Inclinei-me mais perto, estreitei meus olhos contra a luz até deixar as sombras esculpidas. Todo o meu corpo tinha ficado gelado, percebendo que era um túmulo que estava na base desta árvore destruída.

Um monumento à morte.

Jacob Anthony Cullen

Eu me atirei para trás, um barulho horrorizado escapando dos meus lábios quando eu tropecei levemente para longe, meus olhos ainda cravados na pedra, no lugar de descanso do meu filho.

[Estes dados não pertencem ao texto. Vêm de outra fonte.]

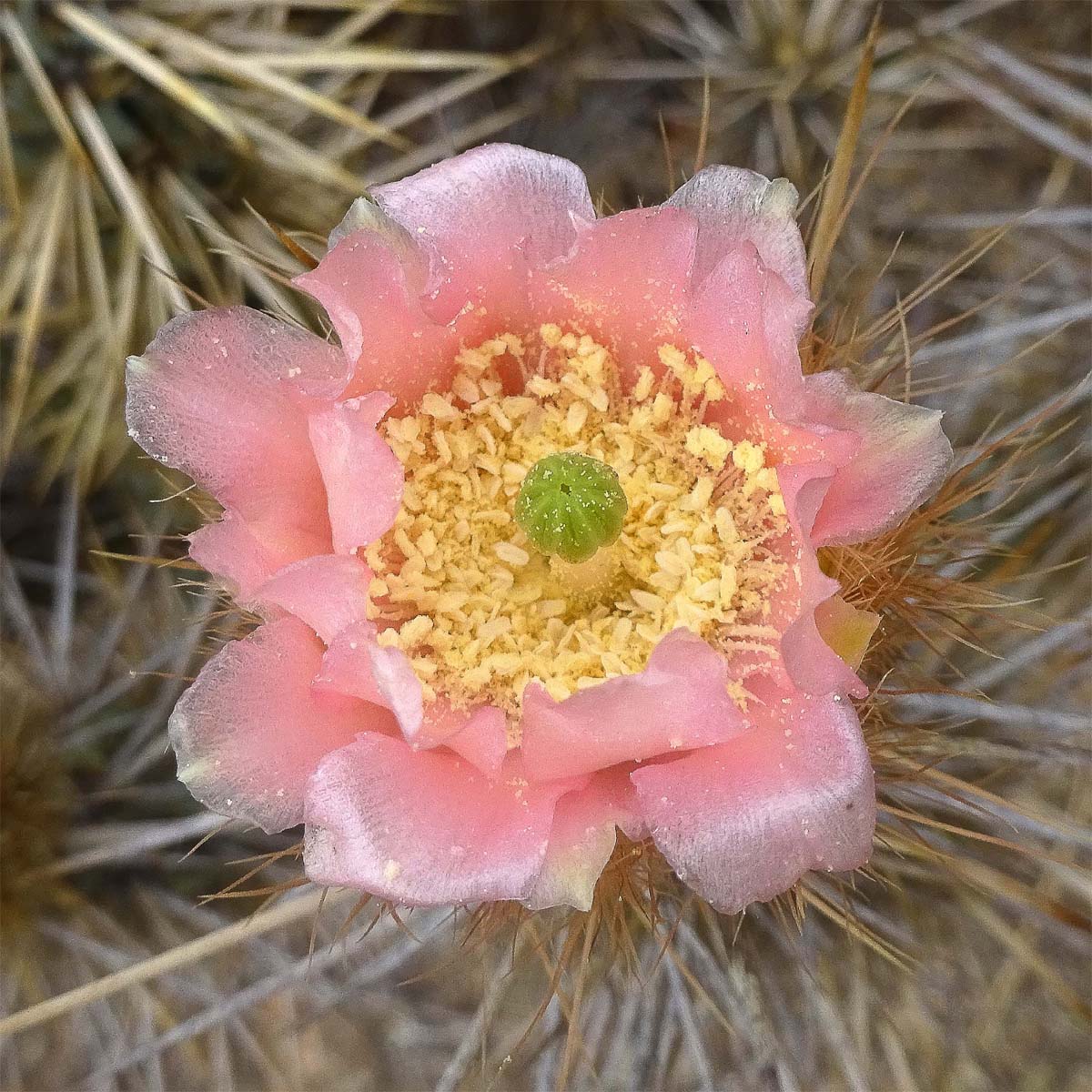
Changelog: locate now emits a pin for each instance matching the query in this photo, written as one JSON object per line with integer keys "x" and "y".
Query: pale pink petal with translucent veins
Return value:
{"x": 245, "y": 554}
{"x": 743, "y": 320}
{"x": 223, "y": 396}
{"x": 485, "y": 217}
{"x": 392, "y": 344}
{"x": 480, "y": 735}
{"x": 678, "y": 703}
{"x": 251, "y": 730}
{"x": 732, "y": 206}
{"x": 582, "y": 839}
{"x": 329, "y": 592}
{"x": 904, "y": 458}
{"x": 743, "y": 822}
{"x": 355, "y": 664}
{"x": 425, "y": 828}
{"x": 626, "y": 282}
{"x": 363, "y": 476}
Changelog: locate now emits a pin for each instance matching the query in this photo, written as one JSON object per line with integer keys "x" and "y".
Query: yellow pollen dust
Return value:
{"x": 480, "y": 612}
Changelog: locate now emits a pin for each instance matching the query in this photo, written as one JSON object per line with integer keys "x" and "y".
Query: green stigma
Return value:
{"x": 571, "y": 506}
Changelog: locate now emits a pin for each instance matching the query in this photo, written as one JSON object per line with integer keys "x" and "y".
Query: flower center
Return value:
{"x": 571, "y": 505}
{"x": 483, "y": 591}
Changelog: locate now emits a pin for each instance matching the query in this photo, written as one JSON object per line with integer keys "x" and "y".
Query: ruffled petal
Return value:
{"x": 626, "y": 282}
{"x": 424, "y": 828}
{"x": 392, "y": 344}
{"x": 902, "y": 460}
{"x": 743, "y": 822}
{"x": 221, "y": 394}
{"x": 480, "y": 735}
{"x": 583, "y": 838}
{"x": 363, "y": 476}
{"x": 732, "y": 206}
{"x": 250, "y": 731}
{"x": 745, "y": 321}
{"x": 328, "y": 592}
{"x": 245, "y": 554}
{"x": 678, "y": 703}
{"x": 356, "y": 664}
{"x": 485, "y": 217}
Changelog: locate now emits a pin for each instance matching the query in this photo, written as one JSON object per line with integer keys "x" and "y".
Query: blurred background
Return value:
{"x": 153, "y": 157}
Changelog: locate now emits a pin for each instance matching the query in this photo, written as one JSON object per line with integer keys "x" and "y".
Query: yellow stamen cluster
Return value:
{"x": 480, "y": 612}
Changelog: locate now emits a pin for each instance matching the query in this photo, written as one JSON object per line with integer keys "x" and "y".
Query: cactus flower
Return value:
{"x": 480, "y": 661}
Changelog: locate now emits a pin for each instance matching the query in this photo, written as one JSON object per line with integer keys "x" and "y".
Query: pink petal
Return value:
{"x": 743, "y": 319}
{"x": 424, "y": 828}
{"x": 733, "y": 206}
{"x": 626, "y": 282}
{"x": 743, "y": 822}
{"x": 355, "y": 664}
{"x": 328, "y": 592}
{"x": 485, "y": 217}
{"x": 250, "y": 731}
{"x": 904, "y": 459}
{"x": 479, "y": 735}
{"x": 678, "y": 703}
{"x": 246, "y": 554}
{"x": 363, "y": 476}
{"x": 392, "y": 343}
{"x": 812, "y": 664}
{"x": 583, "y": 838}
{"x": 347, "y": 666}
{"x": 221, "y": 393}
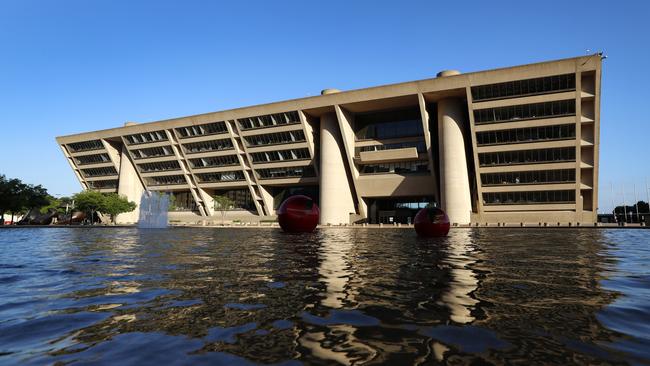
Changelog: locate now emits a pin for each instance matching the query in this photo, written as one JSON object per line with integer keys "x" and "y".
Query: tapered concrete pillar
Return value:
{"x": 336, "y": 202}
{"x": 129, "y": 185}
{"x": 454, "y": 188}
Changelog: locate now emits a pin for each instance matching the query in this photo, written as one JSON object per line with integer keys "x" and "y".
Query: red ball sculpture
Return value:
{"x": 431, "y": 221}
{"x": 298, "y": 214}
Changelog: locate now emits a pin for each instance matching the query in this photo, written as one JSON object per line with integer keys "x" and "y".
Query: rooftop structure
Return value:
{"x": 517, "y": 144}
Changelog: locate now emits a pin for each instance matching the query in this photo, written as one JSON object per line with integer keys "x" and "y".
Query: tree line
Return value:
{"x": 18, "y": 198}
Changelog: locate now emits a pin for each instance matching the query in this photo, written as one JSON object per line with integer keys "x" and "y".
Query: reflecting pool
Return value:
{"x": 338, "y": 296}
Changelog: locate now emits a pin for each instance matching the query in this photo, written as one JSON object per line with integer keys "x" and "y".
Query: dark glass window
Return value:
{"x": 214, "y": 161}
{"x": 221, "y": 176}
{"x": 99, "y": 172}
{"x": 86, "y": 146}
{"x": 527, "y": 156}
{"x": 270, "y": 120}
{"x": 92, "y": 159}
{"x": 152, "y": 152}
{"x": 204, "y": 146}
{"x": 419, "y": 145}
{"x": 529, "y": 177}
{"x": 160, "y": 166}
{"x": 103, "y": 184}
{"x": 202, "y": 130}
{"x": 528, "y": 198}
{"x": 403, "y": 168}
{"x": 280, "y": 155}
{"x": 525, "y": 111}
{"x": 545, "y": 133}
{"x": 275, "y": 138}
{"x": 286, "y": 172}
{"x": 165, "y": 180}
{"x": 517, "y": 88}
{"x": 146, "y": 137}
{"x": 388, "y": 124}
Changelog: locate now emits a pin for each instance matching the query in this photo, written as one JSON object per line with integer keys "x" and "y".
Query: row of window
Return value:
{"x": 524, "y": 87}
{"x": 405, "y": 167}
{"x": 281, "y": 155}
{"x": 526, "y": 134}
{"x": 214, "y": 161}
{"x": 160, "y": 166}
{"x": 201, "y": 130}
{"x": 269, "y": 120}
{"x": 85, "y": 146}
{"x": 102, "y": 184}
{"x": 152, "y": 152}
{"x": 525, "y": 111}
{"x": 99, "y": 172}
{"x": 419, "y": 145}
{"x": 203, "y": 146}
{"x": 166, "y": 180}
{"x": 527, "y": 198}
{"x": 221, "y": 177}
{"x": 275, "y": 138}
{"x": 527, "y": 156}
{"x": 146, "y": 137}
{"x": 92, "y": 159}
{"x": 529, "y": 177}
{"x": 292, "y": 172}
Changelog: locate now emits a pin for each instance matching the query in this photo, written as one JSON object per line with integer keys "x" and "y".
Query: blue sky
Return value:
{"x": 71, "y": 66}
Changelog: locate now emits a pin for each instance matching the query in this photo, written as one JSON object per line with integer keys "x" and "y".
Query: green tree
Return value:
{"x": 114, "y": 204}
{"x": 89, "y": 201}
{"x": 223, "y": 204}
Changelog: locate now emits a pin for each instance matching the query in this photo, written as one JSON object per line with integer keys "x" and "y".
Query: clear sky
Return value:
{"x": 70, "y": 66}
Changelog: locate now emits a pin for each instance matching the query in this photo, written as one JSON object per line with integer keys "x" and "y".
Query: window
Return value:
{"x": 92, "y": 159}
{"x": 159, "y": 166}
{"x": 529, "y": 177}
{"x": 204, "y": 146}
{"x": 269, "y": 120}
{"x": 527, "y": 198}
{"x": 86, "y": 146}
{"x": 214, "y": 161}
{"x": 525, "y": 111}
{"x": 280, "y": 155}
{"x": 146, "y": 137}
{"x": 527, "y": 156}
{"x": 166, "y": 180}
{"x": 275, "y": 138}
{"x": 403, "y": 168}
{"x": 102, "y": 184}
{"x": 388, "y": 124}
{"x": 517, "y": 88}
{"x": 220, "y": 177}
{"x": 99, "y": 172}
{"x": 202, "y": 130}
{"x": 419, "y": 145}
{"x": 152, "y": 152}
{"x": 293, "y": 172}
{"x": 546, "y": 133}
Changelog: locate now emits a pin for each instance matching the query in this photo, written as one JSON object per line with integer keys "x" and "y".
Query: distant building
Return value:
{"x": 517, "y": 144}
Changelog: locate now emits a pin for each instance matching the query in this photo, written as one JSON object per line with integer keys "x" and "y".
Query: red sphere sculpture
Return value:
{"x": 298, "y": 214}
{"x": 431, "y": 221}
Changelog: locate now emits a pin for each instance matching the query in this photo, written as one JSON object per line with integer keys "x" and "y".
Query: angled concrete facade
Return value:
{"x": 512, "y": 145}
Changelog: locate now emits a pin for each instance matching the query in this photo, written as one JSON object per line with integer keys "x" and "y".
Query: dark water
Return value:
{"x": 214, "y": 296}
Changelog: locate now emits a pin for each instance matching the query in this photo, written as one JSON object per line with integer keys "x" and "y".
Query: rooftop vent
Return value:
{"x": 444, "y": 73}
{"x": 329, "y": 91}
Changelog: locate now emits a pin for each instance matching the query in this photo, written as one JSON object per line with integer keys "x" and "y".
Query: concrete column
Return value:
{"x": 454, "y": 191}
{"x": 130, "y": 186}
{"x": 336, "y": 202}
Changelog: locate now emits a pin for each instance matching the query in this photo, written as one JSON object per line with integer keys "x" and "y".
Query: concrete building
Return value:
{"x": 511, "y": 145}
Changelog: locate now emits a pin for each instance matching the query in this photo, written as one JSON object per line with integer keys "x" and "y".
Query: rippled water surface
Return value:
{"x": 348, "y": 296}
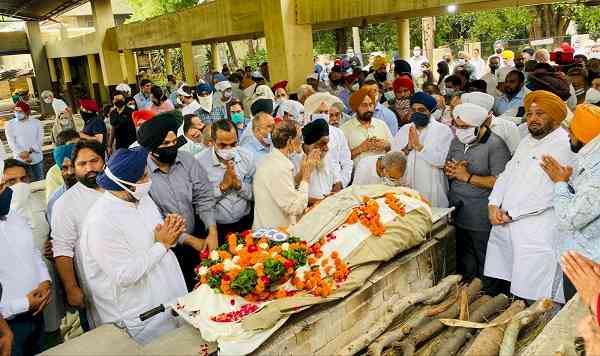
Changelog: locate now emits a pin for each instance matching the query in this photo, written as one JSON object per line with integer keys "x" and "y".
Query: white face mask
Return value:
{"x": 320, "y": 116}
{"x": 466, "y": 136}
{"x": 226, "y": 153}
{"x": 141, "y": 189}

O lugar que eu nem sabia que existia.

"Edward." Rosalie disse calmamente, apontando para a pedra. Ela estava olhando apenas para mim agora, para a minha reação.

Ele fez isso.

Senti a inundação súbita e avassaladora das memórias, anos e anos presas atrás de um rosto calmo e um coração impassível, um centímetro e uma respiração de quebrar livremente. Meus olhos ardiam, como uma lixa seca, em vez de lágrimas. Cada inalação e exalação era superficial, rápida, como se eu estivesse com medo de respirar muito profundamente. Eu queria estender a mão, sentir o frio contra as minhas mãos, traçar o nome dele com os meus dedos, mas permaneci imóvel. Obriguei-me a simplesmente olhar para aquilo; para ele.

"Você não veio com ele, então eu pensei..." Rosalie parou, seu significado claro.

Claro como eu imaginava um dia que eu nunca tinha visto.

Edward em pé ao lado de uma árvore quebrada, segurando a mão da irmã ou a mãe, em vez da sua mulher. Lutando para dizer palavras, para formar uma oração, para manter sua cabeça acima da água quando ele colocou as cinzas de uma criança na terra; tão perto da sua casa, do seu amor, quanto ele possivelmente poderia.

"Você pensou certo." Eu disse friamente. Meus ossos estavam gelados.

"Não, eu não pensei, Bella." Rosalie protestou, com uma agitação veemente da sua cabeça. Eu a vi estendendo a mão para mim muito antes de eu sentir seus dedos pastando levemente, confortavelmente, contra o meu antebraço. Pendurados flácidos ao meu lado. "Eu posso ver isso agora".

Eu balancei minha cabeça. "Você não pode ver nada".

Rosalie engoliu em seco, eu ouvi mais do que vi. Ela deu um passo em minha direção e seus dedos leves se transformaram em um aperto forte, tão terno e tão desesperado. Eu mal podia sentir isso.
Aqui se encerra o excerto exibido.